For data collection, consider creating a structure like:
results = []
# For each model and story
for model_name in model_names:
for story_idx, story in enumerate(stories):
# Compute perplexity
perplexity = compute_perplexity(model, tokenizer, story["text"])
# Store results
results.append({
"model_name": model_name,
"story_idx": story_idx,
"perplexity": perplexity
})
# Convert to DataFrame for easier analysis
import pandas as pd
results_df = pd.DataFrame(results)
Analysis and Submission
Create a Jupyter notebook that includes:
- Implementation of the perplexity calculation
- A table showing perplexity for each model on each story
- A plot showing how perplexity changes with model size
- Analysis of results:
- Which models performed best?
- Is there a consistent relationship between model size and perplexity?
- Which stories had the highest/lowest perplexity across models? (look at their full text, don’t make assumptions)
- Optional: Identify specific tokens or sentence positions that were most challenging for the models
Grading Rubric
| Objective | Level P (Progressing) | Level M (Met) | Level E (Excellent) |
|---|---|---|---|
| TM-LLM-Generation (extracting logits) | Loads at least one model and extracts logits to compute perplexity | Correctly computes perplexity for all chosen models | Performs token-level analysis showing which specific tokens contribute most to perplexity |
| OG-LLM-Eval (evaluation strategy) | Computes perplexity for at least one model on the dataset | Compares perplexity across multiple models; identifies which model performs best | Critically analyzes what perplexity captures and misses as an evaluation metric |
| TM-Scaling (size vs. performance) | Reports perplexity values for different model sizes | Creates a clear plot of perplexity vs. model size and describes the trend | Connects findings to scaling laws; analyzes whether improvement is linear, logarithmic, etc.; discusses diminishing returns |
| OG-Eval-Experiment (experimental design) | Runs the comparison on a small sample | Uses a sufficient sample of stories and reports results systematically | Controls for confounds (e.g., story length, genre); reports variance or confidence intervals |
Extension (for E-level work)
Implement context: instead of just computing perplexity on the full story, only compute it on part of the story while providing the previous sentences as context.
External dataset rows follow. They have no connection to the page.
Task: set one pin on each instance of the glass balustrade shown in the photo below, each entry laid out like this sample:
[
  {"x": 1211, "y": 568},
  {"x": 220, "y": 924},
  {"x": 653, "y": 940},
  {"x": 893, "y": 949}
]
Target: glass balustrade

- Compare perplexity when computing it with different prompt lengths (e.g., using first 1, 2, or 3 sentences as context).
- Prepend an “instruction”, like “Write a story about ___”, to see how it affects perplexity.
- Does this vary between base models vs instruction-tuned variants (e.g.,
Qwen2.5-0.5BvsQwen2.5-0.5B-Instruct)? For the Instruct models, you may want to use the chat template to format the input as a conversation. - Try a few different variants of the instruction. Does more specific instructions (e.g., “Write a story about a dragon and a princess”) lead to lower perplexity than vague instructions (“Write a story”)–and can you disentangle specificity from keyword overlap (e.g., asking for a story about a “dragon” vs about a “mythical flying creature”)?
- Does this vary between base models vs instruction-tuned variants (e.g.,
- Analyze perplexity on different categories of text (e.g., stories vs. news vs. code)
- Implement a token-level analysis that highlights exactly where models struggle most. Can you identify any patterns?